While neither of these challenges is unique to tribes, what is unique are the additional layers of data governance that are often required. “Self-sufficiency is a fundamental part of tribal identity and that doesn’t just include the goal of financial self-sufficiency,” said Day. “It also includes data sovereignty and keeping information about members within tribal control.”
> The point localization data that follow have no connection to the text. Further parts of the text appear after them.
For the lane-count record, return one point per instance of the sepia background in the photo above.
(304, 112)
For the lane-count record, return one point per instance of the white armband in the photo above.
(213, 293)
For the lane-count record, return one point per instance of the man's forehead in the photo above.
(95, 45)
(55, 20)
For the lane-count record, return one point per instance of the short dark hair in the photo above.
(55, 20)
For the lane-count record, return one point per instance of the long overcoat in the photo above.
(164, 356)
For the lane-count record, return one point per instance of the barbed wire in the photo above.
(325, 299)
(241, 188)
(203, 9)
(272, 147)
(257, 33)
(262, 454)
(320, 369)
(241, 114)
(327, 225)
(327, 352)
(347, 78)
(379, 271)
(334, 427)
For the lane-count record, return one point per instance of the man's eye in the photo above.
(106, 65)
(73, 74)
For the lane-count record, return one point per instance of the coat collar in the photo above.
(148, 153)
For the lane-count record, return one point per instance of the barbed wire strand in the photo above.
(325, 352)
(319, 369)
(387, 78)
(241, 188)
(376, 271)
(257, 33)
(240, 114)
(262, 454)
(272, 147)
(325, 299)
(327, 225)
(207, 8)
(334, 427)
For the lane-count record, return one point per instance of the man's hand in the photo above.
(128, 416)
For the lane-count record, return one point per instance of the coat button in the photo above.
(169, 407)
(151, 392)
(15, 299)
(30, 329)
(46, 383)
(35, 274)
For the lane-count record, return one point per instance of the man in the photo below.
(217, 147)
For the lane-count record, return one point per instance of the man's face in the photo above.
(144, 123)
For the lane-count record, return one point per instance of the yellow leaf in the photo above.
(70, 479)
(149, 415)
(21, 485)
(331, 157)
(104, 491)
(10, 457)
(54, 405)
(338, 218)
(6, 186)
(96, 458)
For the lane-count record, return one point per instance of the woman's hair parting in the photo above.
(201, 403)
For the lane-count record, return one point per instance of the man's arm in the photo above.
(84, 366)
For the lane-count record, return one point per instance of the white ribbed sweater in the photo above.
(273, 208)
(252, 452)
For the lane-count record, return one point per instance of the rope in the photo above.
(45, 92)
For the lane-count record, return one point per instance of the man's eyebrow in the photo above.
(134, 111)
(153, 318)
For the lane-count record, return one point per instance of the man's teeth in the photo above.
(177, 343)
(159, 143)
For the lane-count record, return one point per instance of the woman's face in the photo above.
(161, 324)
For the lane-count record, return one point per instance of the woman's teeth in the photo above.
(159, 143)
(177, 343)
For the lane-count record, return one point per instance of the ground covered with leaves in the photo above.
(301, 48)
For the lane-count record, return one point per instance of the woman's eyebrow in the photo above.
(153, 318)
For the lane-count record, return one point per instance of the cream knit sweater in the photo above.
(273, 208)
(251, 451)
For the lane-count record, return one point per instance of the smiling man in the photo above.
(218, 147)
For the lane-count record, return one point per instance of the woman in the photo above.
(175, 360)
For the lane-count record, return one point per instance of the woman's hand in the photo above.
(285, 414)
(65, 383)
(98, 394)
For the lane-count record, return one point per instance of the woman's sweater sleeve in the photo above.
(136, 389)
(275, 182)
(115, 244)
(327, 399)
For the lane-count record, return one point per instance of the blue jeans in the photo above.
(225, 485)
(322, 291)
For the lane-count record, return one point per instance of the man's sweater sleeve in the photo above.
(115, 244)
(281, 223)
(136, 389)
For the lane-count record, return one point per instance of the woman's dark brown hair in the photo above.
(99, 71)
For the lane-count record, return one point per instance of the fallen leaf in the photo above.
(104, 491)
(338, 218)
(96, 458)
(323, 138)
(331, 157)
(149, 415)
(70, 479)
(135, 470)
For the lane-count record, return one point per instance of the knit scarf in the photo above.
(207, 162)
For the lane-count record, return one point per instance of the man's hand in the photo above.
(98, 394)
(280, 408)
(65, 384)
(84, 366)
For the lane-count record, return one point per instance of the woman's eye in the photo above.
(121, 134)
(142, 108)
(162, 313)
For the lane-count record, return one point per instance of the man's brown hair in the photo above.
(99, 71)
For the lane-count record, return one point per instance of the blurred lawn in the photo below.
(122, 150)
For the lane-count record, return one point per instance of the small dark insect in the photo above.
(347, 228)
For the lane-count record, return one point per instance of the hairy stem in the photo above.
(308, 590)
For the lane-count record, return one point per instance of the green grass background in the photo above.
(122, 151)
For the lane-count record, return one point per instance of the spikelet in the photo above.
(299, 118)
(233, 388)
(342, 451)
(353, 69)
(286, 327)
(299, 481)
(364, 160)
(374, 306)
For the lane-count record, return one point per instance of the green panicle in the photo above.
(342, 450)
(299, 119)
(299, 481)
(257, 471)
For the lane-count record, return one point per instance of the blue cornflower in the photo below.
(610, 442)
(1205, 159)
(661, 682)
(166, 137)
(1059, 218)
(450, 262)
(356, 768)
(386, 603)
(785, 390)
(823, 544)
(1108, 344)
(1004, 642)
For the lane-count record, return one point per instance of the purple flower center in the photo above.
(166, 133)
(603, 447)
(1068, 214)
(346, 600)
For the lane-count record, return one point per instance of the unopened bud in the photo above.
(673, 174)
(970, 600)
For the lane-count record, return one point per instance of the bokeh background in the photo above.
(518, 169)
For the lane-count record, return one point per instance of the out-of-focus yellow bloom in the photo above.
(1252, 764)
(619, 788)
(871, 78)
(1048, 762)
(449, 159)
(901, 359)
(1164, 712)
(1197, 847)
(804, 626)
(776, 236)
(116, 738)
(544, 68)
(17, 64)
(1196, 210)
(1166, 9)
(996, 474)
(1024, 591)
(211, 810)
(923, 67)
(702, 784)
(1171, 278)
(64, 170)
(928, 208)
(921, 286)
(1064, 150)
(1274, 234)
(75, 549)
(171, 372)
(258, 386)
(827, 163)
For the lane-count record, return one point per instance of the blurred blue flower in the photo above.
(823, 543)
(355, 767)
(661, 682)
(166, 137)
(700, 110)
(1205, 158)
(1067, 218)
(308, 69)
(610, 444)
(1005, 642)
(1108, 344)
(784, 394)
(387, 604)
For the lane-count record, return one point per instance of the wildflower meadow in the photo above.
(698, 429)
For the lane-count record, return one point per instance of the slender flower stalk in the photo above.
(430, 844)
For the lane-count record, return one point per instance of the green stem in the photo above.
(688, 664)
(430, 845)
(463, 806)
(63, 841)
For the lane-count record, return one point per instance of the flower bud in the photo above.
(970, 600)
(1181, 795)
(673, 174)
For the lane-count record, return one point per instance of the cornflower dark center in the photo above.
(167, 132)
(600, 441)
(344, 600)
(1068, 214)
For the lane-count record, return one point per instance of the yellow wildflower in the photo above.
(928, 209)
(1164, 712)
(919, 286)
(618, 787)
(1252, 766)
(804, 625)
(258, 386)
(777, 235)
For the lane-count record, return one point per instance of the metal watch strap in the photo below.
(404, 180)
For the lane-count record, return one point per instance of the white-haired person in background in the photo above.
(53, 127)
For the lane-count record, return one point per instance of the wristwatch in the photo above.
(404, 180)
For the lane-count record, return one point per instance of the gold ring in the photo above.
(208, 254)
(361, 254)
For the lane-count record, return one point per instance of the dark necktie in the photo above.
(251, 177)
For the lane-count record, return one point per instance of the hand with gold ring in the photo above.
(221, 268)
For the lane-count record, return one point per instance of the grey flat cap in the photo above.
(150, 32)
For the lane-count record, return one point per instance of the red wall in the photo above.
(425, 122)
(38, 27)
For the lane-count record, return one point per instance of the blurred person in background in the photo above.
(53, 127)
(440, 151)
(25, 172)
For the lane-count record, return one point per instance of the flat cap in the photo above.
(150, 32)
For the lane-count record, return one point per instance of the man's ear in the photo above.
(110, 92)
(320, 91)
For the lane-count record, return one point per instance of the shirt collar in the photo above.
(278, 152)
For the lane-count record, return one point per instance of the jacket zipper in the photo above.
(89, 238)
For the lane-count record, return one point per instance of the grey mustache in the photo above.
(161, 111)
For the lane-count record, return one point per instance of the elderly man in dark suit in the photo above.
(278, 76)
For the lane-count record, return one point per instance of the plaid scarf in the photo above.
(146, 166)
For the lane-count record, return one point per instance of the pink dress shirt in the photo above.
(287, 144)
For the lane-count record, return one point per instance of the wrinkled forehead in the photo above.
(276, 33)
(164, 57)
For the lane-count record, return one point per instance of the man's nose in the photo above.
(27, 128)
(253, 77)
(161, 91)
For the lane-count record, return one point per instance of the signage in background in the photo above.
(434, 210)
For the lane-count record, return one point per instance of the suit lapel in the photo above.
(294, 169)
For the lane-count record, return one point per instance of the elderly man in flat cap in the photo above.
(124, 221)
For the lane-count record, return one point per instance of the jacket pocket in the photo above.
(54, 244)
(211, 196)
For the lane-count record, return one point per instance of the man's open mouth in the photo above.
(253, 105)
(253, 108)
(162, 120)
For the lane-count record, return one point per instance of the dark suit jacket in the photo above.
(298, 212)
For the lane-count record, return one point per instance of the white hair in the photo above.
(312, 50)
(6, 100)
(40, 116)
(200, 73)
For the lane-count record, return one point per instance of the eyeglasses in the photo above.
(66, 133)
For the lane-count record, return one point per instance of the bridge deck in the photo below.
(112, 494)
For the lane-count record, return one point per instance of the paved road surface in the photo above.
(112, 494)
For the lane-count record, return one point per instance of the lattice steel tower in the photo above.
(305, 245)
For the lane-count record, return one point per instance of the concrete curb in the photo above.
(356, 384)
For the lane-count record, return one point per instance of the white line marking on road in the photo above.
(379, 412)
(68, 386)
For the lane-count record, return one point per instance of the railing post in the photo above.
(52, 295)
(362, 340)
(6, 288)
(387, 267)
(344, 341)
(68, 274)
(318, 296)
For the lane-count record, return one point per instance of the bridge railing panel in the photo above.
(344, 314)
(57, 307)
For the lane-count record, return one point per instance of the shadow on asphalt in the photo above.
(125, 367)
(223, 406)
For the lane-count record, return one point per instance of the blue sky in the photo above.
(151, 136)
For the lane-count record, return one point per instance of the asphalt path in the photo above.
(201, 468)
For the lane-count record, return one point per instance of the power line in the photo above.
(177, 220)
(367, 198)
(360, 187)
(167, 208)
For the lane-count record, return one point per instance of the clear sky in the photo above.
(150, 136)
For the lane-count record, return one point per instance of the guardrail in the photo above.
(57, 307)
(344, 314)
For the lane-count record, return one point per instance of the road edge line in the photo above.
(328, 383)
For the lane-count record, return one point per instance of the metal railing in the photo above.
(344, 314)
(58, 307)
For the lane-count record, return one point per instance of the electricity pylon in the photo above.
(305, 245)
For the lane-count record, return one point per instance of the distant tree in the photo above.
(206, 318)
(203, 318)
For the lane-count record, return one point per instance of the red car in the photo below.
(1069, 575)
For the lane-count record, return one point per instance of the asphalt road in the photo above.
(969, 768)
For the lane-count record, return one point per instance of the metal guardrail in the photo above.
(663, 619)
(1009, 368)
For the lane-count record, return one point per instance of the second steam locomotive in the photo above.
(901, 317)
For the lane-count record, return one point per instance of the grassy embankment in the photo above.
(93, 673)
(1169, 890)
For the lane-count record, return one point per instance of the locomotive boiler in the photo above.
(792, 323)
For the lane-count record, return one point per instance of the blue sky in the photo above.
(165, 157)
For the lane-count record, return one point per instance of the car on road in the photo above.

Despite this cautious approach to data mobility, many tribes are beginning to explore the possibility of cloud-based data storage and management solutions. “There’s a big push towards IT modernization to support the development and delivery of healthcare solutions that’s being supported by Indian Health Services,” shared Elizabeth Kay, Federal Account Manager, Civilian Agencies at NetApp who attended TribalNet 2019. “Not only are tribes looking at new connected healthcare facilities, but they’re looking at delivering care via telehealth and telemedicine services to ensure all members can access the highest quality care.”
One of the connected healthcare facilities was recognized with a TribalNet 2019 Industry Award at the conference is the Cherokee Nation’s tribal outpatient health facility. “Over the past two years, the Cherokee Nation Health IT department has been heavily involved in planning, advising and seeing this state-of-the-art facility to fruition,” shared Day. “The Cherokee Nation Health IT team, led by CIO, Donnie Parish, has not only helped increase patient access to care, but has also improved data integrity. With better data it’s possible to analyze performance to continually improve the quality of care received by members.”
With more tribes exploring the opportunities to move services online to better serve members, the focus will need to be not only on the front end of these initiatives, but also on the IT infrastructure that supports them. “Tribes recognize the value of these data-driven initiatives to driving innovation and delivering services to their members,” shared Kay. “Events like TribalNet provide an important opportunity to connect, collaborate, share, and inspire so that more success can be accomplished more quickly for the good of all.”